Stop us if you've heard this one before, but the government has been caught with illegal timber on one of its own building sites. Sounds familiar? It should, because this is the third time it's happened in four years. If it wasn't so serious, it would be funny.
In the early hours of this morning, Greenpeace volunteers climbed to the top of Admiralty Arch in the south-west corner of Trafalgar Square where renovation work is currently being done on the building. Commuters and tourists were greeted by the sight of a huge banner that read, "Repeat offender!

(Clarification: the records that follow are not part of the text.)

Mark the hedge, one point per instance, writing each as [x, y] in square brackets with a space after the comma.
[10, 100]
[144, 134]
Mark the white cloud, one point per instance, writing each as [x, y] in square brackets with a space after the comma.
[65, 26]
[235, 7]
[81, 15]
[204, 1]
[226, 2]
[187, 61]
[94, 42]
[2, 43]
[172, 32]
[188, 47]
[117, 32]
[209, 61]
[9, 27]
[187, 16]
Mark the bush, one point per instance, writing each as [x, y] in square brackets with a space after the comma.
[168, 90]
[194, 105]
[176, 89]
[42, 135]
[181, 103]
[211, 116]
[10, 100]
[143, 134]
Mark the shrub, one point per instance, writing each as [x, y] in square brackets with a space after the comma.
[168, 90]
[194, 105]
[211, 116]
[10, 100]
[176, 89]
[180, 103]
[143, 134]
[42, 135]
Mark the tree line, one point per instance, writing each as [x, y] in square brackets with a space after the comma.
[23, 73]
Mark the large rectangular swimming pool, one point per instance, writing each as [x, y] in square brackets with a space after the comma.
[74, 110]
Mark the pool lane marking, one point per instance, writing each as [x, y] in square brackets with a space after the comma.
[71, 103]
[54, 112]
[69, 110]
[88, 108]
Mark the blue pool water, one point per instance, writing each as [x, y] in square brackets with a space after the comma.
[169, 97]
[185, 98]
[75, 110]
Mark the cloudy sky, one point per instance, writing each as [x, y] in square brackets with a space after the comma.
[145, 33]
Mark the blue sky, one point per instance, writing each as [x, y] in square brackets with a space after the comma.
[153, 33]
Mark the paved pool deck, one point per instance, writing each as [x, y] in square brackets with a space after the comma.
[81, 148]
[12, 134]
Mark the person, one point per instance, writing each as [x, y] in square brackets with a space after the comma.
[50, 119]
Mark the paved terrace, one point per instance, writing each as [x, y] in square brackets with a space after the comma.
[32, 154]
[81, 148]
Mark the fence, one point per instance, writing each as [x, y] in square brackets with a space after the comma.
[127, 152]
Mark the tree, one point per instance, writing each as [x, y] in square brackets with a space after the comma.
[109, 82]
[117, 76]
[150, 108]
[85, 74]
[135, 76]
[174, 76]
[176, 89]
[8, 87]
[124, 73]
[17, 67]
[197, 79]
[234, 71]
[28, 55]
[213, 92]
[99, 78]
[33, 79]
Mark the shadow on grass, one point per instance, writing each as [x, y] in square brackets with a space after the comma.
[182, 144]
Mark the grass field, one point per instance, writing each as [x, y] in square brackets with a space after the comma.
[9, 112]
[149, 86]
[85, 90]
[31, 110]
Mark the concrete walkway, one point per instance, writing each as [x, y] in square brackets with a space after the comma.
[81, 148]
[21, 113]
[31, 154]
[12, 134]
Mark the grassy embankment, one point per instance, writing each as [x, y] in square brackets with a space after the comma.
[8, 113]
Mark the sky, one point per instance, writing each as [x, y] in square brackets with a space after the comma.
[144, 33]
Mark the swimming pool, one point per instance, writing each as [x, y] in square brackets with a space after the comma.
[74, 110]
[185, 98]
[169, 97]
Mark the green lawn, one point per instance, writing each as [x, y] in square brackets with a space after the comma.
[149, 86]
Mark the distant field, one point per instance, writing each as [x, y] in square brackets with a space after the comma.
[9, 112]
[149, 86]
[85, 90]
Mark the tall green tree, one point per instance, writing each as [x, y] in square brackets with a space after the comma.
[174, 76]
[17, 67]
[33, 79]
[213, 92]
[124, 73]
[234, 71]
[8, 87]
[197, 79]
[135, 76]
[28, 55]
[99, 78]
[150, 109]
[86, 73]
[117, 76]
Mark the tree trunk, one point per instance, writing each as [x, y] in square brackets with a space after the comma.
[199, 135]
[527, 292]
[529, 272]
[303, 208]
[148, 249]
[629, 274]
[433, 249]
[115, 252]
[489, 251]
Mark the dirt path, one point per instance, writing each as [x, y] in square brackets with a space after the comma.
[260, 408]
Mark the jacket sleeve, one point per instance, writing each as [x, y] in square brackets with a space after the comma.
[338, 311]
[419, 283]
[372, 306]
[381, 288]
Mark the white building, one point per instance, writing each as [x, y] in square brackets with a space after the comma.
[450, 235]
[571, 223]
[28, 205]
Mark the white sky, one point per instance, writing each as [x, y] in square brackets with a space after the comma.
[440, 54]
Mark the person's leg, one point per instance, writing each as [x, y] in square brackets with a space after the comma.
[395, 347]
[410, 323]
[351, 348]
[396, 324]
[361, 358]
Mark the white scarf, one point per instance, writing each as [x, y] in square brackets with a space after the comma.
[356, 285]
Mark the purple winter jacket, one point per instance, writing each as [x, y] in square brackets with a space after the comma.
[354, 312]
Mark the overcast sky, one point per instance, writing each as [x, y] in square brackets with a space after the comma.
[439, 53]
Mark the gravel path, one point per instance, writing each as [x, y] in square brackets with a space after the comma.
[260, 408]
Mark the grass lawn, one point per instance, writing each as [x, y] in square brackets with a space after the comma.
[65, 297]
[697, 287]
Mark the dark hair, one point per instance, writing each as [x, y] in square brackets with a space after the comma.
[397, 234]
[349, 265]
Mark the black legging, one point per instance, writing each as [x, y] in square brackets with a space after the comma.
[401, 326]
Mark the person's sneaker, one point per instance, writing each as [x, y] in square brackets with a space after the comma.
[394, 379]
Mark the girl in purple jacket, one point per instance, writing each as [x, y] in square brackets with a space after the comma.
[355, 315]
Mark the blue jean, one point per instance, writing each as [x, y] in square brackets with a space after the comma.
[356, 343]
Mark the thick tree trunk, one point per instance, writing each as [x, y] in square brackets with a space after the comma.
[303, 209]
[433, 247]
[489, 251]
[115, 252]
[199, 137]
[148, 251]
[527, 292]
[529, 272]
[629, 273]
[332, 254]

Blair's trashed another rainforest!" while more volunteers attempted to remove some of the offending material, namely plywood containing hardwoods from the rainforests of Papua New Guinea.
From the topRead Greenpeace Executive Director Stephen Tindale's weblog on Guardian Unlimited.
In addition, a representative from Papua New Guinea, Sam Moko, will personally deliver a piece of the plywood to 10 Downing Street with a demand for Tony Blair to stop fuelling the destruction of his forest home. Earlier this year, Brian Baring, another landowner from Papua New Guina, toured Europe to ask ministers and timber companies to ban the trade in illegal timber that is destroying the forests he grew up in.
The building houses both the Cabinet Office and the Prime Minister's Strategy Unit, and is just the latest in a series of government building blunders. In 2002, we occupied Cabinet Office rooms where sapele wood, logged illegally in the rainforests of Cameroon, was being used. Then in 2003 it was the turn of the new Home Office after we found more dodgy plywood, this time from Indonesia's rainforests.
These cock-ups have all happened under Blair's leadership so the blame falls squarely at his feet, not least because it was his own government who in 2000 introduced a timber procurement policy to "actively seek" to buy legal and sustainable timber.
If this policy was strengthened and enforced, it would have a massive effect on the UK timber industry. Central government buys up to 20 per cent of all timber in the country and with the broader public sector this climbs to around 40 percent. So that's not just a few planks we're talking about but large quantities of wood going into public building projects and who knows how much of that actually falls within policy guidelines?
But back to the Arch, where we have identified tropical hardwood plywood, manufactured in China, being used as hoardings on site. Both these species are almost exclusively sourced from the rainforests of Papua New Guinea where illegal logging is rampant.
In October last year, we highlighted this illegal rainforest plywood in the UK by dumping one tonne of it outside of Department of the Environment, Food and Rural Affairs. The absence of credible proof of either its legality or sustainability led many European timber traders to suspend trading this product. By using this timber, Blair is a partner in forest crime - read our new crime file for all the details.
None of this, however, is illegal under UK law. The only thing that will stop the UK's complicit involvement in rainforest destruction is to ban all such illegal timber imports and promote the use of wood certified by the Forest Stewardship Council. The FSC 'tree tick' logo is the only way to be sure that wood comes from environmental and socially responsible sources, not just for garden furniture and other household items, but wholesale timber as well.